- Civil War era Navy Medal of Honor
- Born: c. 1815 Málaga, Spain
- Died: July 1892 Norfolk Naval Shipyard, Portsmouth, Virginia
- Place of burial: Captain Ted Conaway Memorial Naval Cemetery, Portsmouth, Virginia
- Allegiance: United States
- Branch: United States Navy
- Rank: Seaman
- Unit: USS Richmond
- Conflicts: American Civil War • Battle of Mobile Bay
- Awards: Medal of Honor

= Hendrick Sharp =

Hendrick Sharp (c. 1815 – July 1892) was a Union Navy sailor in the American Civil War and a recipient of the U.S. military's highest decoration, the Medal of Honor, for his actions at the Battle of Mobile Bay.

==Military service==
Born in 1815 in Spain, Sharp immigrated to the United States and was living in New York when he joined the U.S. Navy. He served in the Civil War as a seaman and gun captain on the . During the Battle of Mobile Bay on August 5, 1864, he "fought his gun with skill and courage" despite heavy fire. For this action, he was awarded the Medal of Honor four months later, on December 31, 1864.
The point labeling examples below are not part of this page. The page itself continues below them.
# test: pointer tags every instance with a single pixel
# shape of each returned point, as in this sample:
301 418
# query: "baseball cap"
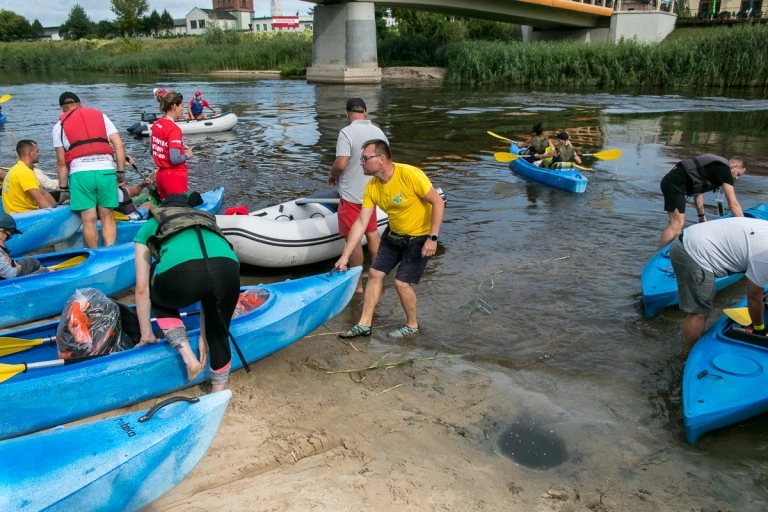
8 222
68 97
356 105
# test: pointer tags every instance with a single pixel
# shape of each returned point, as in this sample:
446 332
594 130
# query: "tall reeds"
720 58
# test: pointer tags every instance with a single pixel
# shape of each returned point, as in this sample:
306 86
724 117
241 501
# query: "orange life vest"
86 133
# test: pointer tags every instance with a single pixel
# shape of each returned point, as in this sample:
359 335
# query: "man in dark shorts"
347 173
415 211
706 251
693 177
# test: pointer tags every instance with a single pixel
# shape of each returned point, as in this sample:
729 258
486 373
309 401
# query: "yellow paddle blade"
608 154
499 136
739 315
503 156
71 262
11 370
120 217
12 345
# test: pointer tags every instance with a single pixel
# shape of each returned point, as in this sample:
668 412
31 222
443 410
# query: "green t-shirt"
184 246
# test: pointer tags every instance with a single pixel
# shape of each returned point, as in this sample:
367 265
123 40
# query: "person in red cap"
196 106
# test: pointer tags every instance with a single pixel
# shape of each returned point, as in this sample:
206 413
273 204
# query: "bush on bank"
702 58
734 57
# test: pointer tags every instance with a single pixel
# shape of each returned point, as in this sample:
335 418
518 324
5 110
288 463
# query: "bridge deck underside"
538 13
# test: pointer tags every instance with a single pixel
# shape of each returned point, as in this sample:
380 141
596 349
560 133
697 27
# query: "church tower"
241 10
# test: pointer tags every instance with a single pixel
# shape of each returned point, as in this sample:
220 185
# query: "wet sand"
424 435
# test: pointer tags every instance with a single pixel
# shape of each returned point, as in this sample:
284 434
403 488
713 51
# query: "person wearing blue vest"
196 106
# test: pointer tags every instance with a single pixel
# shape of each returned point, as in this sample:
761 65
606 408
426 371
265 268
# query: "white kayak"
297 232
219 123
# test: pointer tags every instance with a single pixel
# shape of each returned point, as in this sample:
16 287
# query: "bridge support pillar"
344 44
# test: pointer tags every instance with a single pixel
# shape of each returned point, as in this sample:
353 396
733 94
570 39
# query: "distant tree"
166 21
77 26
105 30
129 14
36 30
13 26
427 25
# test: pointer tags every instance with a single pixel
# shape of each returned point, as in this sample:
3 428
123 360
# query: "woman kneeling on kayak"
194 262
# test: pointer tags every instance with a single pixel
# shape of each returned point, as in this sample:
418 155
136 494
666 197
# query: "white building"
282 23
200 19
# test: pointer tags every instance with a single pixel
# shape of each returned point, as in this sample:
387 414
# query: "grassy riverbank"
701 58
290 53
730 57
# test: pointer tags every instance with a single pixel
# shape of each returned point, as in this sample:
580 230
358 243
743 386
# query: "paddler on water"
562 152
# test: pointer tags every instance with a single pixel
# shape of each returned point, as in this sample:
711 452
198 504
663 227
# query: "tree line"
131 19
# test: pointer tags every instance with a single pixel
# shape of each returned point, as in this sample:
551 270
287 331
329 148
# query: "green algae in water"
530 445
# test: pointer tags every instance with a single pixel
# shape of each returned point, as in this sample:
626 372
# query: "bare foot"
193 370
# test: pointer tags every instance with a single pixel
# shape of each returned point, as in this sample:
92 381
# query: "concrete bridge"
344 45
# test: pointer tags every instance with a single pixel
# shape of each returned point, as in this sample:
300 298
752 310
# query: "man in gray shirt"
702 252
347 173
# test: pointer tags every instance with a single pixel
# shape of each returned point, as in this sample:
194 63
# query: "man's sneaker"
403 332
355 331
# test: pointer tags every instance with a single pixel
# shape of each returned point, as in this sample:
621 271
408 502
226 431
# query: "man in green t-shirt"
415 211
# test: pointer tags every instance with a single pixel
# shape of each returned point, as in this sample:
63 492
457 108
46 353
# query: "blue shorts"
412 263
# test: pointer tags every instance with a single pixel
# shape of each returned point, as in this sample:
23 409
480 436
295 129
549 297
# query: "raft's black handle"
165 402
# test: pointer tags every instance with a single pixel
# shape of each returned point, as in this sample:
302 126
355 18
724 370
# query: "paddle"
312 200
499 137
9 345
8 371
739 315
71 262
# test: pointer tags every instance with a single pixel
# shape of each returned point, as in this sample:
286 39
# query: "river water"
549 281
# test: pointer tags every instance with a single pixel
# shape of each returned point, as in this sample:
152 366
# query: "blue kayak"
53 393
725 380
572 180
658 279
126 230
42 228
121 463
36 296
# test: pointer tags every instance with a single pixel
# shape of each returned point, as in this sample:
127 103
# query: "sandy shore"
424 435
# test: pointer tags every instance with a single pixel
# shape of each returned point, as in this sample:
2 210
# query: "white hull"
288 235
220 123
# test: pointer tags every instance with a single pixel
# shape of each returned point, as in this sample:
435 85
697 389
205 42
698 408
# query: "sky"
53 13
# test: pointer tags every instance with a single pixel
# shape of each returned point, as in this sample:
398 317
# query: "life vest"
539 143
172 220
565 153
86 133
125 203
197 107
697 174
==Medal of Honor citation==
Rank and organization: Seaman, U.S. Navy. Accredited to: New York. G.O. No.: 45, 31 December 1864.

Sharp's official Medal of Honor citation reads:
As captain of a 100-pounder rifle gun on topgallant forecastle on board the U.S.S. Richmond during action against rebel forts and gunboats and with the ram Tennessee in Mobile Bay, 5 August 1864. Despite damage to his ship and the loss of several men on board as enemy fire raked her decks, Sharp fought his gun with skill and courage throughout a furious 2-hour battle which resulted in the surrender of the rebel ram Tennessee and in the damaging and destruction of the batteries at Fort Morgan.

==Death and burial==
Medal of Honor recipient Hendrick Sharp died in late July 1892 aboard the receiving ship at the Norfolk Naval Shipyard, Portsmouth, Virginia. He was buried at Captain Ted Conaway Memorial Naval Cemetery in Portsmouth, Virginia. His status as a Medal of Honor recipient was not discovered until late 2009. A new grave marker indicating his decoration was unveiled in 2010.